Growing up amid London’s close-knit, often insular immigrant Jewish community, books form Ellis’s connection to larger society. Starting with literature’s established canon, mostly British with generous samplings of American and Commonwealth, she incrementally molds herself on fictional templates: rebellious wives, headstrong daughters, tempestuous women, unconventional girls. Where her community imposes standards of religious and cultural conformity upon her, she seeks adventure, glamour, satisfaction. She chases what, in books, appears to come easily to her heroines.
Her relationships with books resemble relationships with people. She embraces them, struggles with them, learns from them, and—to her constant chagrin—eventually she outgrows them. Just as with friends, our relationships with books change us, revealing our options to us, teaching us to view other people more completely, guiding us to understand ourselves better. Thus, though her books have the same words, in the same order, as yours, each one is unique to her.
Sadly, each stage of growing up brings new disillusionments. The heroines of childhood, created by broadly Victorian authors like Frances Hodgson Burnett and LM Montgomery, don’t survive Ellis’s teenage transition to social consciousness. An astonishing range of literary sexual temptations, from Judy Blume to Jilly Cooper, challenge her parents’ chaste authority. Fellow Cambridge alum Sylvia Plath carries Ellis through college, but becomes an albatross afterward. Each life stage’s charming mythology falls away with each evolution.
But Ellis also rediscovers why these heroines matter as adults—just because she’s written these ideas down doesn’t mean they’ve become fixed. Only as an adult does Ellis finish reading Alcott’s novels, and learn that Jo March vetoed her husband and resumed writing. Rereading Plath after adult-onset seizure disorder colored her life, she realizes Esther Greenwood isn’t heroic because she suffers; she’s heroic because she perseveres. Reading, like love, is a constant process of reinvention.
Diverse readers may find Ellis’ experience very particular. Despite her aggressively international reading selections, her story is intensely British, intensely Jewish, intensely female.

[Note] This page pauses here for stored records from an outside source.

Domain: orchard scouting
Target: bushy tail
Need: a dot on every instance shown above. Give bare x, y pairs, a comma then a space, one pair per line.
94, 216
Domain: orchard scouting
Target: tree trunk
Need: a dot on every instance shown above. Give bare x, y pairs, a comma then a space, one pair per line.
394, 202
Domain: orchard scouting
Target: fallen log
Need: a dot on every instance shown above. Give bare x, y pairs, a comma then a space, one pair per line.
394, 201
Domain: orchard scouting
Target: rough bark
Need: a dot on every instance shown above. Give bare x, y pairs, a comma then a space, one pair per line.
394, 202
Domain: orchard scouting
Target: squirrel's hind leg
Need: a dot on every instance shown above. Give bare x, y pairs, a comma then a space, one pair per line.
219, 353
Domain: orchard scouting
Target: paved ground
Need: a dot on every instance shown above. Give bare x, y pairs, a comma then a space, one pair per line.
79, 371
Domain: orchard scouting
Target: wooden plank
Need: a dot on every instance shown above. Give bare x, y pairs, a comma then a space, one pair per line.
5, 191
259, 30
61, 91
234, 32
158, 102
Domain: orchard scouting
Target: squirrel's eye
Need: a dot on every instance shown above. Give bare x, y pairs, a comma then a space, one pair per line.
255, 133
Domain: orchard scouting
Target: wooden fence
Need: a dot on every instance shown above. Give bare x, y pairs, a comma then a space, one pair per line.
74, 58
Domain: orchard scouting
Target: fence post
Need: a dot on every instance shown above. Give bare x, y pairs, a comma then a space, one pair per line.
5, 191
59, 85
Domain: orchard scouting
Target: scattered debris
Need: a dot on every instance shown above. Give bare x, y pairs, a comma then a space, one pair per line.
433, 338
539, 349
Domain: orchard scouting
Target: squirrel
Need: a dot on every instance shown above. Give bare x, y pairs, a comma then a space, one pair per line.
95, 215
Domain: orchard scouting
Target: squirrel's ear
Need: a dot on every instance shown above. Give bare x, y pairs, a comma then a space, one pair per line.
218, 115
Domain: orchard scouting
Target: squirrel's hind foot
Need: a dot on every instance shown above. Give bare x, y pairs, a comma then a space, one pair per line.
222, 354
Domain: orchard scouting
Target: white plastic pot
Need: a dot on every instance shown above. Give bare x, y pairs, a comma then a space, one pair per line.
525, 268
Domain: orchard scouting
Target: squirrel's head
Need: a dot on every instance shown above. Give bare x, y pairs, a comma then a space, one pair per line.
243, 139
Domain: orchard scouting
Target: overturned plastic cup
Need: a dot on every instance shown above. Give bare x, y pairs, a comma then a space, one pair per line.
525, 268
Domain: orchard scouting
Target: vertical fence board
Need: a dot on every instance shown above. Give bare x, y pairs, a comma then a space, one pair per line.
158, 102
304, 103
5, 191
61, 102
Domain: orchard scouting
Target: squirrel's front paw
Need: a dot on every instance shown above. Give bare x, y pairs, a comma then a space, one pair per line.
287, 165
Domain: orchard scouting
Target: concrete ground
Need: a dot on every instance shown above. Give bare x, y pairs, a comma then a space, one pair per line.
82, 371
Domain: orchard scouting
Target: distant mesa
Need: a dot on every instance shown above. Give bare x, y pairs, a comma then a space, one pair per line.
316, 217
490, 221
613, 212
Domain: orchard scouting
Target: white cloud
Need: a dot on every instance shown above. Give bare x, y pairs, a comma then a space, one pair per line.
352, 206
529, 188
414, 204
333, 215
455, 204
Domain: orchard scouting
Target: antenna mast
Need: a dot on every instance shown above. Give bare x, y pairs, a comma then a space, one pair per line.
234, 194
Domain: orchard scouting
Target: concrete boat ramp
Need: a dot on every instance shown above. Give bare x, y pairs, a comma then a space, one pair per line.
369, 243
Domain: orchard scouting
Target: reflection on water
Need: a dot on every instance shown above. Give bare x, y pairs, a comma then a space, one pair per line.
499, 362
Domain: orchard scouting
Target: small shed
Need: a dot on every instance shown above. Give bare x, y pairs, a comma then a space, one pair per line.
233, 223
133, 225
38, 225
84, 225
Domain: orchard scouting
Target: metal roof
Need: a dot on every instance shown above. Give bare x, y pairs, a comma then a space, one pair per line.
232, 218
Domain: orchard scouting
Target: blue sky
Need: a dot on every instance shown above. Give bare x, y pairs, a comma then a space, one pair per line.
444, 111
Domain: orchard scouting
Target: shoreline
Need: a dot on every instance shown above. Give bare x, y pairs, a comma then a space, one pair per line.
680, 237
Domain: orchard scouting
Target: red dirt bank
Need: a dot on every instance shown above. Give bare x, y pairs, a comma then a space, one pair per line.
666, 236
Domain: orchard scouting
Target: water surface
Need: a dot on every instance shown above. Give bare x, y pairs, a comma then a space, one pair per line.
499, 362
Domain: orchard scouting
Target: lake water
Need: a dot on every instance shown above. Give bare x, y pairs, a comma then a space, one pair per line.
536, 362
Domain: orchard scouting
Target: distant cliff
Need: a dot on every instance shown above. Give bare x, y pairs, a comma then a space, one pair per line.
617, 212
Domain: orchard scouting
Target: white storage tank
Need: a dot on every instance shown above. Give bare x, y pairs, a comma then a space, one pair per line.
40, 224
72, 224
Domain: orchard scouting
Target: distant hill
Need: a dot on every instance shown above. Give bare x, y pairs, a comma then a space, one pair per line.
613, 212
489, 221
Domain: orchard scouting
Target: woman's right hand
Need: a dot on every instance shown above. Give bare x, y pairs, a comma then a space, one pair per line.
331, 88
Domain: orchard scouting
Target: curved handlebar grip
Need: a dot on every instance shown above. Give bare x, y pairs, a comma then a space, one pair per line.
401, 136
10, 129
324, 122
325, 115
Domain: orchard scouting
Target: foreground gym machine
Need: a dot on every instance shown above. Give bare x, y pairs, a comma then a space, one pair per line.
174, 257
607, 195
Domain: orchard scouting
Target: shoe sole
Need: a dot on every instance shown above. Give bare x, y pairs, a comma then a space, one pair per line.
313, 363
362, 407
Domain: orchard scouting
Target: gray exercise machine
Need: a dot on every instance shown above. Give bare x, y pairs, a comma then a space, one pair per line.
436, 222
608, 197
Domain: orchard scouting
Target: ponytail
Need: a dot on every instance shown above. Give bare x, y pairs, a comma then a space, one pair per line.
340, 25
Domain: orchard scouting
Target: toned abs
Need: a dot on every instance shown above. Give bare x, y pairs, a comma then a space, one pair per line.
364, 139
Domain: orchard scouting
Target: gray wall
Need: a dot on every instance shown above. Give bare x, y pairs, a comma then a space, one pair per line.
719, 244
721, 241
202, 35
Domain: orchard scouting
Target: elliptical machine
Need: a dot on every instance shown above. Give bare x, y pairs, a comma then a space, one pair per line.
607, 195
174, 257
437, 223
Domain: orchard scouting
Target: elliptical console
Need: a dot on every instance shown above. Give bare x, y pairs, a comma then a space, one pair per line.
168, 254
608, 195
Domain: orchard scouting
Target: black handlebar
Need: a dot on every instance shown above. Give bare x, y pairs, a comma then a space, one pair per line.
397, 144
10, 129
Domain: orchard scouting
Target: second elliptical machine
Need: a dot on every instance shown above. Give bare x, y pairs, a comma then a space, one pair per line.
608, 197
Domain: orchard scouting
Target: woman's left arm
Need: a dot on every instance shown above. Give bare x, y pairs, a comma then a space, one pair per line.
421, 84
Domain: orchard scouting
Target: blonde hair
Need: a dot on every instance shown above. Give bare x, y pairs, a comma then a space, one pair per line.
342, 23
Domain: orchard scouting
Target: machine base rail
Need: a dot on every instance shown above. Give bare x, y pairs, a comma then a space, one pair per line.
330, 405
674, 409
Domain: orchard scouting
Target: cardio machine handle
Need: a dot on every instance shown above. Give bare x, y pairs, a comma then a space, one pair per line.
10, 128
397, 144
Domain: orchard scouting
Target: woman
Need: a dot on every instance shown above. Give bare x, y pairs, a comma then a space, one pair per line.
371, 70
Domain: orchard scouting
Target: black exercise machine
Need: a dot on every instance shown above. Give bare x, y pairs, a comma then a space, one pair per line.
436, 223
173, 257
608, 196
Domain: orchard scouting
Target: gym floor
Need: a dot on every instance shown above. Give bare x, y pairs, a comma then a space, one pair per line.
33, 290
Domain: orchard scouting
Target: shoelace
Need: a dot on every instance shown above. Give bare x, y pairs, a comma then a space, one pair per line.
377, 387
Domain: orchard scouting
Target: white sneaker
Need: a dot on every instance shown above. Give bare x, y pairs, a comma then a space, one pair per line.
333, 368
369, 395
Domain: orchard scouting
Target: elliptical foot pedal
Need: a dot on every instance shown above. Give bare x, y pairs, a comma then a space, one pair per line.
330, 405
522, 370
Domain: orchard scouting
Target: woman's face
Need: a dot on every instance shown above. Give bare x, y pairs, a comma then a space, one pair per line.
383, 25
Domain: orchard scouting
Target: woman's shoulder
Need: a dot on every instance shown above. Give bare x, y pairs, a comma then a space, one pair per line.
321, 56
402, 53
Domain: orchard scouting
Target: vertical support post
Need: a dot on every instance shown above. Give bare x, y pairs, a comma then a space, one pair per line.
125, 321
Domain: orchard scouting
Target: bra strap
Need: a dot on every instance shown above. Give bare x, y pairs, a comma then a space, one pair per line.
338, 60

As a literary critic, she doesn't indulge illusions of thematic transcendence or proclaim erudite judgements as “death of the author” or “chain of signifiers.” Ellis isn’t an academic; she writes about writers to make them clearer, to herself if nobody else. I contend her particularity, her personal approach, makes her truly universal.
Not that she’s averse to scholarly criticism. Alongside her love affair with novels, Ellis describes consciousness-raising encounters with Germaine Greer, Susie Orbach, and other feminist revisionists who influence her outlook. Once she discovers the tools to read favorite novels more critically, she discovers unexamined implications that frequently run so horrifying, I remember twice reeling back from Ellis’s text, moaning “holy shit.” Ellis also learns that literature sometimes counters critics; it’s okay to argue with scholars.
Books, like Swann’s famous macaroon, have powerful psychic abilities. Cracking the spine on some childhood favorite instantly transports you back to that moment, that period of your development, your ideas and hopes and loves. Ellis relives her life, sometimes nostalgically, sometimes ruefully, through the novels which once enlivened her. The result is sometimes shocking, but always honest. And, in examining her journey through a lifetime’s greedy reading, she encourages us to revisit our journey, too.